Not for a single moment. I worked my socks off as a teacher in a state school, going above and beyond and (so I’ve been told) made a real difference to young people’s lives. My own children sometimes missed out when I was spending weekends marking, rather than with them.

I’ve earned my retirement and enjoy every moment. I do volunteer for a charity and as a school governor but don’t want to work again. I look after my aged parent and my gorgeous grandchildren. My DH did insist we both retired at the same time so we didn’t have that inequality and I think he was right about that.

I sometimes think work places brainwash us into thinking the only useful life is a working life and that’s a huge capitalist con to keep us going.

Femalefootyfan · 14/02/2024 22:35

I retired at 56, no guilt here at all. I volunteer, help with GC when needed and have a few hobbies. I started working on Saturdays aged 14, then full time work as soon as I turned 16. I was a SAHM for 14 years before going back to ft work until I took voluntary redundancy at age 56.

I feel like I’ve earned my retirement and fully intend to enjoy it.

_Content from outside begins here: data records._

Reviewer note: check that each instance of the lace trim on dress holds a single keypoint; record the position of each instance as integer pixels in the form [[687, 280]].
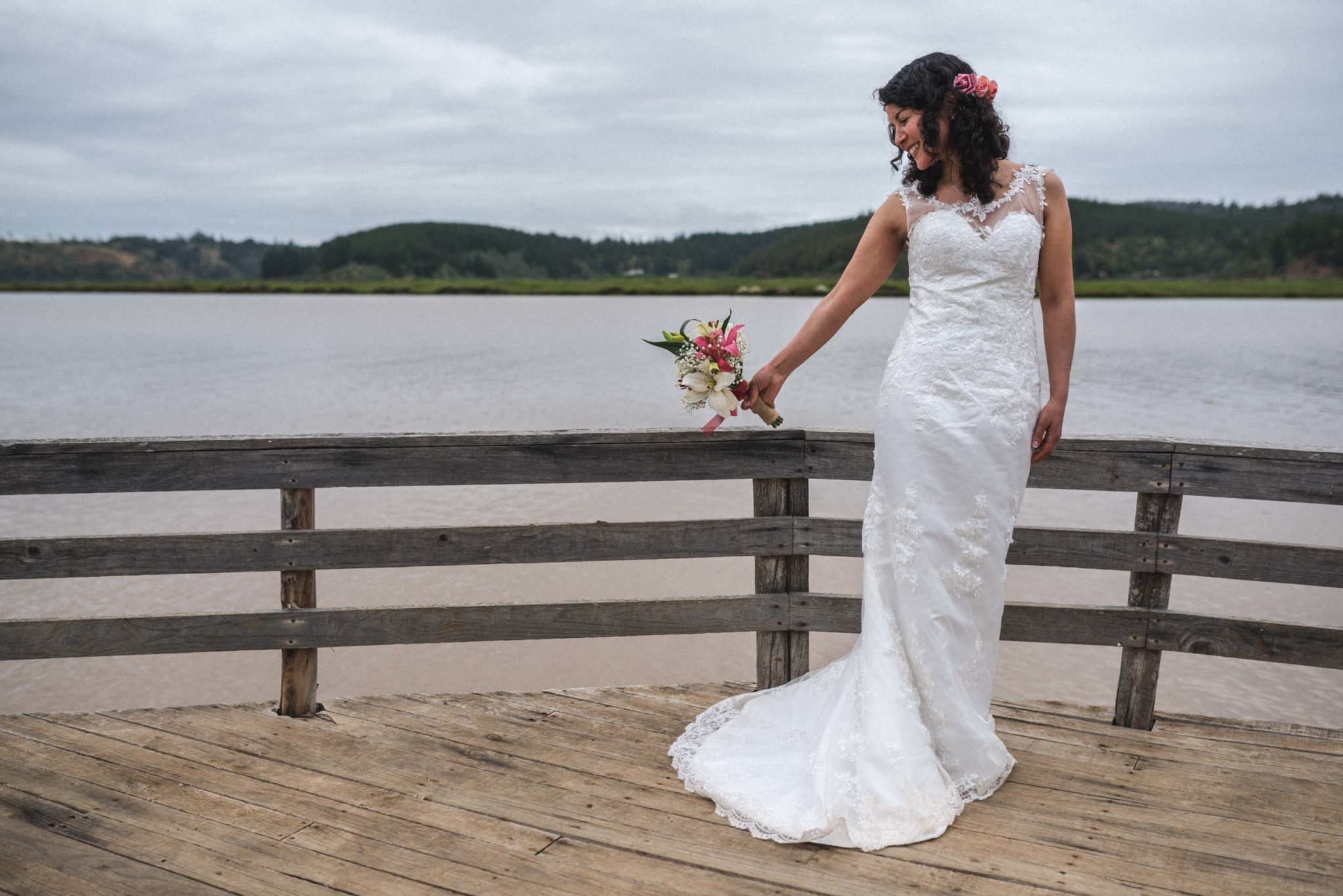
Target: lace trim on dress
[[689, 743], [969, 789], [972, 206]]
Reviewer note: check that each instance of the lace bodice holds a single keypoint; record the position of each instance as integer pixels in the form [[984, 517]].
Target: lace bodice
[[888, 743], [970, 335], [984, 216]]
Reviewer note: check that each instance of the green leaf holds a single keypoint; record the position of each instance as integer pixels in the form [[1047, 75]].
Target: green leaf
[[672, 347]]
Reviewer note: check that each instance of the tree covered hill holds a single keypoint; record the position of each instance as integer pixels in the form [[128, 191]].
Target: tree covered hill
[[1149, 239]]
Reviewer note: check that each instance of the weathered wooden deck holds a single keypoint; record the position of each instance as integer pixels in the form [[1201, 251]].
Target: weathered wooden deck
[[571, 792]]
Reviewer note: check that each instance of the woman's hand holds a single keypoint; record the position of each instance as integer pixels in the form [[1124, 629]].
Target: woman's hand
[[765, 386], [1049, 425]]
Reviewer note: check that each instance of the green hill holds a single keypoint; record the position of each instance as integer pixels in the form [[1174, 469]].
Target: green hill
[[1130, 241]]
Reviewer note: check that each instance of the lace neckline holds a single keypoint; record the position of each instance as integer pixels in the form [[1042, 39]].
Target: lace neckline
[[972, 205]]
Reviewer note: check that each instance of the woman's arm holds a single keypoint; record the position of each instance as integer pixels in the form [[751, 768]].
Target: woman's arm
[[1056, 307], [872, 262]]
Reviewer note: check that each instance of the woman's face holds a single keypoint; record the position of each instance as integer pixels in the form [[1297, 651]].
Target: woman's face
[[910, 138]]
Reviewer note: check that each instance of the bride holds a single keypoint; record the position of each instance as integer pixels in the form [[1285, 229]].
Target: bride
[[888, 743]]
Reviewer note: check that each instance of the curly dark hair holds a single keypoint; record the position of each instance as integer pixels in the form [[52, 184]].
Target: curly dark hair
[[974, 130]]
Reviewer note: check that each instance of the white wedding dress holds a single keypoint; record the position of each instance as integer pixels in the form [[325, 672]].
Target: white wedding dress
[[888, 743]]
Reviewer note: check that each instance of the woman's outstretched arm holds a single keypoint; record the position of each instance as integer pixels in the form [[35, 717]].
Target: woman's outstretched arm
[[872, 262], [1057, 312]]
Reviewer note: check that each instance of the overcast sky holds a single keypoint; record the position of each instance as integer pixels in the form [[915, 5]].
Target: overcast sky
[[285, 120]]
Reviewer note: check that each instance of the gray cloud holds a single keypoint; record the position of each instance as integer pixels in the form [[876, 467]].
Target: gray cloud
[[278, 121]]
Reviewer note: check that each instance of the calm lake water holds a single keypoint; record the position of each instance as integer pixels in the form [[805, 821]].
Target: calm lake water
[[77, 366]]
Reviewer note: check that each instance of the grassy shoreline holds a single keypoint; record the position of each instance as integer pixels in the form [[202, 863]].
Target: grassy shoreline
[[814, 286]]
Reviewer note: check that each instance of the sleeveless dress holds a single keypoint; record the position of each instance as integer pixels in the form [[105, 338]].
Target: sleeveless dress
[[888, 743]]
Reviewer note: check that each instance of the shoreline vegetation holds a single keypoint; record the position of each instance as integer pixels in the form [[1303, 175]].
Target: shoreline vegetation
[[812, 286]]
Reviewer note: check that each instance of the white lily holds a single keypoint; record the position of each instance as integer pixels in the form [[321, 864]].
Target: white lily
[[707, 382]]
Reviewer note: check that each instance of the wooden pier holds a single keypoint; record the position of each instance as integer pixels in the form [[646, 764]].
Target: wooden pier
[[571, 792]]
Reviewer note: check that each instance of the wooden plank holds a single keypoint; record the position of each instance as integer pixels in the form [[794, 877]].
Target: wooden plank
[[1247, 638], [594, 808], [1037, 622], [1108, 467], [274, 785], [1067, 547], [297, 591], [656, 746], [351, 627], [1139, 667], [770, 499], [54, 558], [521, 743], [1119, 743], [339, 804], [1251, 560], [997, 823], [1264, 475], [797, 536], [195, 848], [37, 860], [797, 568], [473, 438], [343, 463]]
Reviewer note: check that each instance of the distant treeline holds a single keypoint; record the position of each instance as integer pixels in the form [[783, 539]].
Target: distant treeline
[[1130, 241]]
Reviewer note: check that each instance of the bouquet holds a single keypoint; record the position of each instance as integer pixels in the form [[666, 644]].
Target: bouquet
[[710, 363]]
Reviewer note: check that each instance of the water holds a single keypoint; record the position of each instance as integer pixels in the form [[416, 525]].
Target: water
[[78, 366]]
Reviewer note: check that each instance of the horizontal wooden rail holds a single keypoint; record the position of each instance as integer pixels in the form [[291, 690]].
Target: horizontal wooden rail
[[797, 612], [60, 467], [670, 539], [780, 536]]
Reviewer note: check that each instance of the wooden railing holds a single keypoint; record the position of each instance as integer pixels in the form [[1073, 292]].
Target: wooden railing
[[780, 536]]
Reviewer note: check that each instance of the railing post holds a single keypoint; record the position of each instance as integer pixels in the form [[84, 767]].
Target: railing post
[[1135, 701], [780, 656], [297, 591]]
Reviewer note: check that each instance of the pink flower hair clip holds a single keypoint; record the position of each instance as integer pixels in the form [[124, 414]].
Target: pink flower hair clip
[[976, 87]]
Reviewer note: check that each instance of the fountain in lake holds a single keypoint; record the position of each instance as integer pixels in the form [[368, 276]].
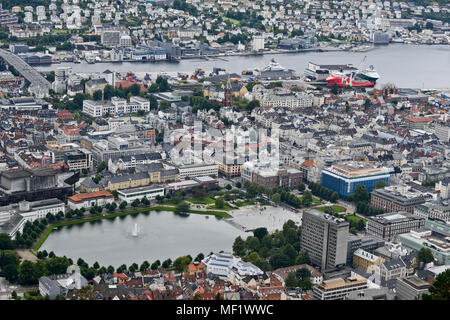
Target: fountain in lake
[[135, 231]]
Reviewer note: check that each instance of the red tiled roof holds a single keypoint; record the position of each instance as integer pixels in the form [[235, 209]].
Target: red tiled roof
[[308, 163], [417, 119]]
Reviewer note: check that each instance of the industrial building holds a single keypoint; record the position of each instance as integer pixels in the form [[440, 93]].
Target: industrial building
[[325, 239]]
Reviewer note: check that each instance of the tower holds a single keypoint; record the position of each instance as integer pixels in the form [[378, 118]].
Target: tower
[[228, 102], [324, 237]]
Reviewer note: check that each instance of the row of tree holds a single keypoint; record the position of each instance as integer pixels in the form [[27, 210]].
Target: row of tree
[[320, 191]]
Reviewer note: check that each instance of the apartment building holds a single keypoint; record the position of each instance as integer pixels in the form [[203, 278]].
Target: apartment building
[[365, 260], [343, 178], [324, 237], [338, 288], [411, 288], [198, 170], [398, 198], [79, 160], [117, 106], [387, 226], [88, 200]]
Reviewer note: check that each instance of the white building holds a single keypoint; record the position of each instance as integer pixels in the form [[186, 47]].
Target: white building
[[150, 192], [14, 216], [225, 264], [198, 170], [258, 43], [116, 106], [88, 200]]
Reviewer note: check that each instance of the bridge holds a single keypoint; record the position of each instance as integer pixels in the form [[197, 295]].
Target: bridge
[[39, 85]]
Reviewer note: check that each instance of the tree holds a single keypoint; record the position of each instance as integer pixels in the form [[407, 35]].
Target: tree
[[425, 255], [144, 266], [166, 263], [239, 246], [440, 289], [291, 281], [123, 205], [307, 198], [101, 166], [10, 272], [135, 203], [303, 258], [276, 198], [145, 201], [360, 194], [260, 233], [6, 243], [97, 95], [182, 207], [301, 187], [155, 265], [279, 260], [29, 273], [252, 243], [199, 257], [180, 264], [164, 105], [379, 184], [334, 197]]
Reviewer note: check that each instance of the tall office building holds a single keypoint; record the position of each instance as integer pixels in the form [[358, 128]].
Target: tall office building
[[325, 238], [343, 178]]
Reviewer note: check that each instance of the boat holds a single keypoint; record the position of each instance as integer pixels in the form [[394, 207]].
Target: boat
[[370, 74], [274, 66], [341, 80]]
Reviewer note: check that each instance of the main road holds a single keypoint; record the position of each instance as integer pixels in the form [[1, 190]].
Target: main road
[[28, 72]]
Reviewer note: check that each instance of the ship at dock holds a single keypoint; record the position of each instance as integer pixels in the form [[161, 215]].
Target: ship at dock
[[342, 75], [369, 74]]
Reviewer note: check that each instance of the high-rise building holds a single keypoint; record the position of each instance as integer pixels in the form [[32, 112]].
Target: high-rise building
[[387, 226], [325, 238], [411, 288], [442, 131], [61, 78], [343, 178], [258, 43]]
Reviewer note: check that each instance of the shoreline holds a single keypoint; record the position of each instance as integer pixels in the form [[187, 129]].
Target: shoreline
[[368, 47], [34, 249]]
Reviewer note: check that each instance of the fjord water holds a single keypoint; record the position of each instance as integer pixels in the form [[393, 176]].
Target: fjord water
[[161, 235], [407, 66]]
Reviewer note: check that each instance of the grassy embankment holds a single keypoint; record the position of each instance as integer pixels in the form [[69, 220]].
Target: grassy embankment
[[50, 228]]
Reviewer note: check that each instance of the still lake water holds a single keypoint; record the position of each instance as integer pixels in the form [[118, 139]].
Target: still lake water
[[162, 235], [407, 66]]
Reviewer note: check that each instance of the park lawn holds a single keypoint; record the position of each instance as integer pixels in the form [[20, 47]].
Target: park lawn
[[354, 218], [205, 200], [244, 203], [337, 209], [50, 228], [225, 207], [314, 201]]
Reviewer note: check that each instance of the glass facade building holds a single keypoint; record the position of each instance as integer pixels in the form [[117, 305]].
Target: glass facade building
[[344, 179]]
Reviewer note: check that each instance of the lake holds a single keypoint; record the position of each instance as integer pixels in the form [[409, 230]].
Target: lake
[[162, 235]]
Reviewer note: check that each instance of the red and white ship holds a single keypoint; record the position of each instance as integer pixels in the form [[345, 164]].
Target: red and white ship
[[341, 80]]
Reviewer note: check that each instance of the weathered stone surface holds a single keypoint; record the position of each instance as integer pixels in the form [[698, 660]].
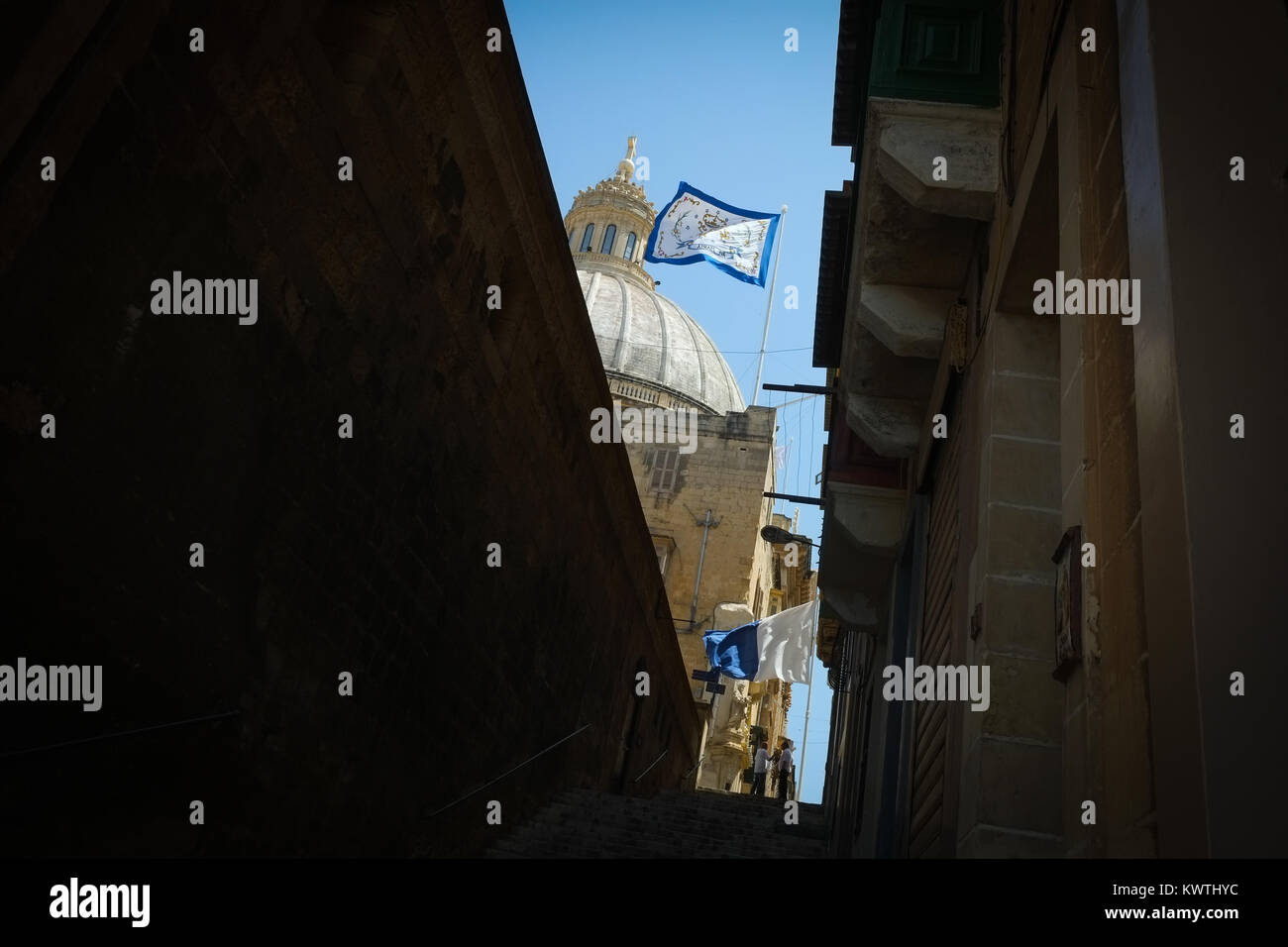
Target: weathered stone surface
[[322, 556], [909, 150], [907, 320]]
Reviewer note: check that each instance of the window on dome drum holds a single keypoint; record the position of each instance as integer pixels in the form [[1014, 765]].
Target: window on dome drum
[[665, 466]]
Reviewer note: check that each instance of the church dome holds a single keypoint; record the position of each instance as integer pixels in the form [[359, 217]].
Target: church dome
[[653, 351], [645, 338]]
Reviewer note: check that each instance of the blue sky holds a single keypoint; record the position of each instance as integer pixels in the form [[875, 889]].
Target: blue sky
[[715, 99]]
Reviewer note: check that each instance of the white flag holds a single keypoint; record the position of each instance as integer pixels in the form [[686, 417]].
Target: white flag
[[696, 227]]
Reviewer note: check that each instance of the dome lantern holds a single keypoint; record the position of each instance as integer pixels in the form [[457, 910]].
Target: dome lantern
[[653, 351]]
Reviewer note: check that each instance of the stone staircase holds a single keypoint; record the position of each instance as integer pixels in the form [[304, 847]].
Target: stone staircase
[[585, 823]]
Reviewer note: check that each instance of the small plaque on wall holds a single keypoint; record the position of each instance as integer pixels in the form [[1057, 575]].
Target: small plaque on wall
[[1068, 603]]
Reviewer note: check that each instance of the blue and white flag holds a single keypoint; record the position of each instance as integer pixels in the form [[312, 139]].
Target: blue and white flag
[[696, 227], [777, 647]]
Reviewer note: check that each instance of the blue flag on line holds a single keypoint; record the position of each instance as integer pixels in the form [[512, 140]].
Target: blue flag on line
[[696, 227], [777, 647]]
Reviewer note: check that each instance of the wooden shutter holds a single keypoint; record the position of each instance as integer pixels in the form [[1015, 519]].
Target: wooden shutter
[[930, 719]]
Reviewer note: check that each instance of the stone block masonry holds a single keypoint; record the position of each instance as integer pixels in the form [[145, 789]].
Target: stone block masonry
[[321, 554]]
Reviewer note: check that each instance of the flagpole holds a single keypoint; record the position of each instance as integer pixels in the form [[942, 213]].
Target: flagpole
[[769, 305], [809, 697]]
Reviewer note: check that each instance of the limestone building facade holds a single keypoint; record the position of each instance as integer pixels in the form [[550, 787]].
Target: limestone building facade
[[975, 440], [704, 502]]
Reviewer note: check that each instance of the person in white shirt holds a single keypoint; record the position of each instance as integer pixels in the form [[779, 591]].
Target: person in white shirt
[[785, 770], [758, 783]]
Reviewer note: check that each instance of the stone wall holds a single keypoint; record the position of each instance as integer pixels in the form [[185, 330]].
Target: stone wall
[[322, 554]]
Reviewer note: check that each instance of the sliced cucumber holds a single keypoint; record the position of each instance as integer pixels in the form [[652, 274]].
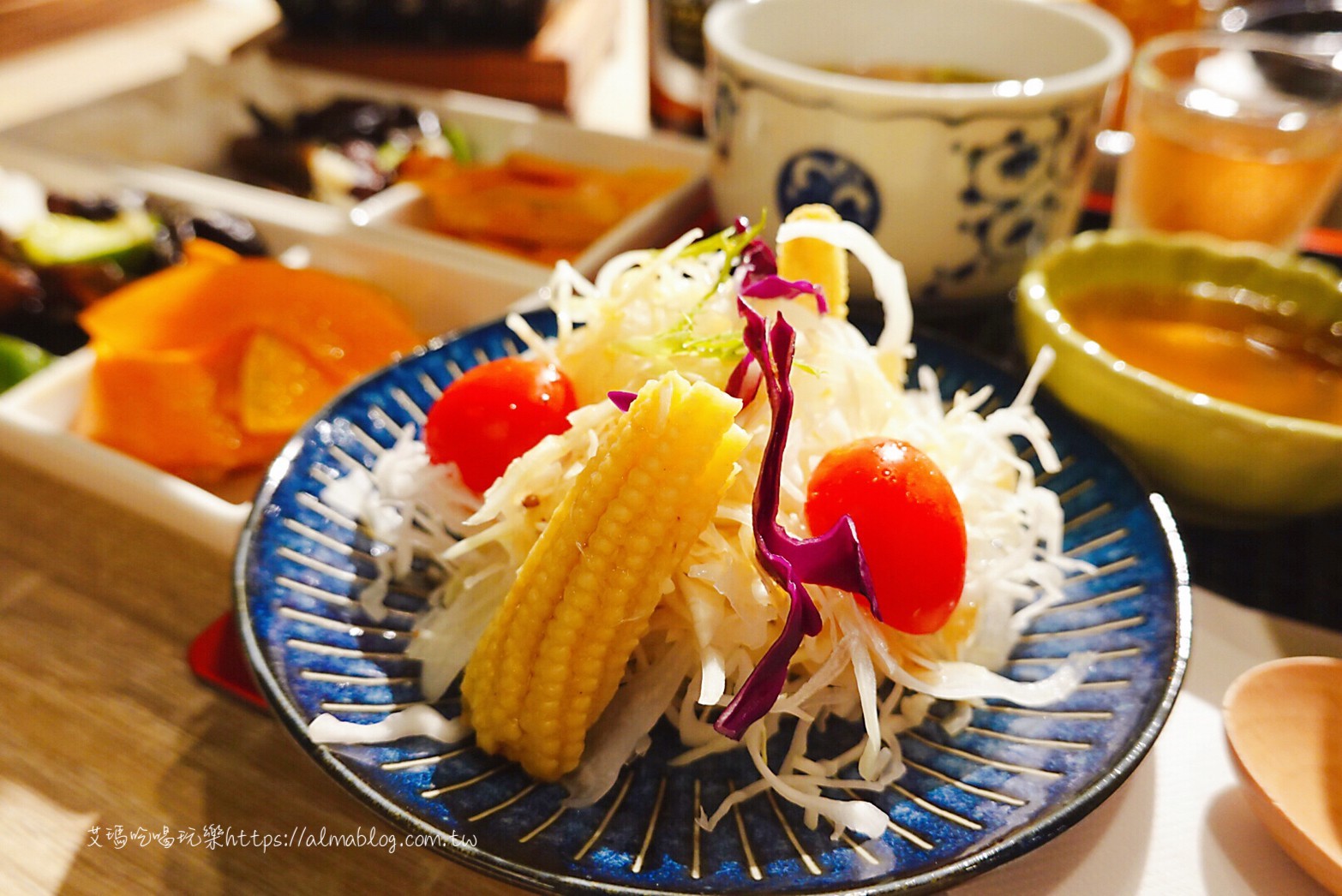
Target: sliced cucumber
[[64, 239], [19, 360]]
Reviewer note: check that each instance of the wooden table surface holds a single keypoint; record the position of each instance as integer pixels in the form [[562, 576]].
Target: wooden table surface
[[106, 726]]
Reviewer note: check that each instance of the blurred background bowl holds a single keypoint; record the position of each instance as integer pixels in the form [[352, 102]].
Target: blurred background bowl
[[1218, 462], [960, 182]]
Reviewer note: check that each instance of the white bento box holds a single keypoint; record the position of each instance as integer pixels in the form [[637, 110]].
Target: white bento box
[[441, 294], [184, 123]]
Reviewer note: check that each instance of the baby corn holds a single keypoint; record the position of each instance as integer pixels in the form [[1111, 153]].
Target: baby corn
[[553, 654], [815, 260]]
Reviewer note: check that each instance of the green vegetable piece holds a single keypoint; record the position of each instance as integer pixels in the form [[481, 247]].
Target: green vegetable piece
[[64, 239], [19, 360]]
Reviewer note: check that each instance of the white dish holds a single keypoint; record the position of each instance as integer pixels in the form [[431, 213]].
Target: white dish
[[35, 416], [184, 123]]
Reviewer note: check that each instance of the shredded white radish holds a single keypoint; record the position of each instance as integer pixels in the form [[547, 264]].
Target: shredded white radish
[[651, 312], [416, 720]]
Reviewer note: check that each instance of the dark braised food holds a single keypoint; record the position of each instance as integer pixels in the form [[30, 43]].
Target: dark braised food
[[345, 151], [83, 248]]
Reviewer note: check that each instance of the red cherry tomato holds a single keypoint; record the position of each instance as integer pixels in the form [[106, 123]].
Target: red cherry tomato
[[908, 525], [494, 414]]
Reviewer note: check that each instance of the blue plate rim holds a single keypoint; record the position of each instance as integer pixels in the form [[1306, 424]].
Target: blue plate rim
[[1045, 827]]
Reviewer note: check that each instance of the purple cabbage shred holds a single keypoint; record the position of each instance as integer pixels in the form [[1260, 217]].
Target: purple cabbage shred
[[834, 559], [763, 281]]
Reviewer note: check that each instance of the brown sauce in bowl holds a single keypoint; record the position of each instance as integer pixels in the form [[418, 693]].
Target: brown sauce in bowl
[[1228, 343]]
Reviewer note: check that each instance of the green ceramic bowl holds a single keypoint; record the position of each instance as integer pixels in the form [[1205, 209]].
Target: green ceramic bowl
[[1213, 460]]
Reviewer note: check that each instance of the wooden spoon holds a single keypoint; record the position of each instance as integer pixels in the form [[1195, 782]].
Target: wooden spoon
[[1283, 720]]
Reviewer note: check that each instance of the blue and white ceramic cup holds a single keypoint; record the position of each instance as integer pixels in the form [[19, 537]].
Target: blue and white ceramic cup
[[960, 182]]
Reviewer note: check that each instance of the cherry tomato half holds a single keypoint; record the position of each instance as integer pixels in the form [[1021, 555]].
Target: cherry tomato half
[[908, 525], [494, 414]]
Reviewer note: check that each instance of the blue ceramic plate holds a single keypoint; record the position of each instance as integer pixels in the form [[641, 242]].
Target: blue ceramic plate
[[968, 803]]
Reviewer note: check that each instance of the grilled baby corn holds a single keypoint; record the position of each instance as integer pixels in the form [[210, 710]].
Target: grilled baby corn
[[553, 654], [816, 260]]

DH retired last summer aged 60, he worked ft from aged 17 so he’s also earned retirement. We’re both in an extremely fortunate position.

Sophist · 14/02/2024 22:37

I’m planning to retire at 53. Don’t feel guilty at all, why would I?

IcedPlum · 14/02/2024 22:40

NewName24 · 14/02/2024 19:50

Nope.
I'm finishing this year.
dh is likely to keep working for another 15 years.
I have NO guilt feelings.
I am doing what I want to do and he is doing what he wants to do.

It is my serious saving (working 3 jobs in the 80s) to get a deposit together for my first flat, then letting out a room to a lodger to pay the mortgage; my financial management; my choosing to not spend on thing I feel I don't need, in order to over pay the mortgage for years; that have got us to the financial position that means I can afford to retire and choose how I spend my days now, in my 60s.
What do I have to feel guilty about ?

Same here . Except in my case people think it's down to luck . It's not it's the same planning and prudence you have done in order to be where you are today

Hillcrest2022 · 14/02/2024 22:48

Are you kidding?! No way OP, if you can do it financially then do. I expect your husband's quality of life will benefit hugely from you being at home and organising life "stuff"..you've worked long enough and no one knows what around the corner so embrace it !

AndThatWasNY · 14/02/2024 22:52

I must live in a different universe. No one I knows can afford to retire until they are at least 65. We will have a mortgage until we are at least 57 and have no savings.
If I could afford it I would be well chuffed, though I love my jobs and would probably keep one or two of them on.